Attorney General Jeff Sessions issued a statement following the district court’s ruling declaring SB 50 unconstitutional. He stated, “The court’s ruling is a firm rejection of California’s assertion that, by legislation, it could dictate how and when the federal government sells federal land. This was a stunning assertion of constitutional power by California, and it was properly and promptly dismissed by the district judge. It is unfortunate that, in the interim, California forced both the Justice Department and the court to spend valuable time and resources to dispose of its baseless position.”
In United States v. Kernen Construction, the court entered an order on Oct.16, 2018, ruling that California Health & Safety Code § 13009.2 is unconstitutional because it unconstitutionally discriminated against the United States in violation of the Supremacy Clause. Section 13009.2 was specifically intended to reduce damages the United States may recover for wildfires caused by the neglect of other parties.
The statute imposed four different limitations on compensation for the United States but did not impose any of those limitations on recoveries by private landowners. The court found that Section 13009.2 “systemically undervalues damage to National Forest Land,” and explained that when private parties are excluded in this way from the burdens imposed by a state statue, there is no political check against abuse of the statue’s regulatory authority, and the federal government’s operations may be unfairly burdened. The court found no “sensible distinction” to justify disparate treatment of the United States as a landowner seeking damages caused by wildfires.
“Since the founding of the Republic, it has been fundamental to our constitutional system that a state may not discriminate against the United States or those with whom it deals,” said U.S. Attorney McGregor W. Scott for the Eastern District of California. “We have vigorously defended this principle in these cases, and we will continue to do so as necessary.”

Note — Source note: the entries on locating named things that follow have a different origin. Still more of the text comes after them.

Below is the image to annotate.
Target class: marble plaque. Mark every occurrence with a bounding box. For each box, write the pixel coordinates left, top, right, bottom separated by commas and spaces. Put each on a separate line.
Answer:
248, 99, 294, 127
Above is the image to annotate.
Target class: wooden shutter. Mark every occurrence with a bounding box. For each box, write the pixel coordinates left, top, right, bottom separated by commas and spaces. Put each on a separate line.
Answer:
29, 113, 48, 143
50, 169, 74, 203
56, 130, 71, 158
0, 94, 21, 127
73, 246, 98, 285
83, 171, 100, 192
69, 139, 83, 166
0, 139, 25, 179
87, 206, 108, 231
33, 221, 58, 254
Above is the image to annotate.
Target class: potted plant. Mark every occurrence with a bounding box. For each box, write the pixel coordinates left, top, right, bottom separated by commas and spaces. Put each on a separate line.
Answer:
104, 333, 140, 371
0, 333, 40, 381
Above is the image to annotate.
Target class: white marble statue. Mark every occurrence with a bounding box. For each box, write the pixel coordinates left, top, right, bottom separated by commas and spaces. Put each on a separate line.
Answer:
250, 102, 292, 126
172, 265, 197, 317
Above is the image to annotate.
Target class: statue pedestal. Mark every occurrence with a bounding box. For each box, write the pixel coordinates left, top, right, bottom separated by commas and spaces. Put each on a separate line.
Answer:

In United States v. California, the United States is represented by acting Assistant Attorney General Jeffrey H. Wood of the Justice Department’s Environment and Natural Resources Division, with lead counsel Deputy Assistant Attorney General Eric Grant, Justin Heminger, Stacy Stoller and Peter McVeigh, and Civil Chief David Shelledy and Assistant U.S. Attorney Joseph Frueh of the U.S. Attorney’s Office for the Eastern District of California. In United States v. Kernen Construction, the United States is represented by Civil Chief Shelledy and Assistant U.S. Attorneys Colleen Kennedy and Benjamin Wolinsky.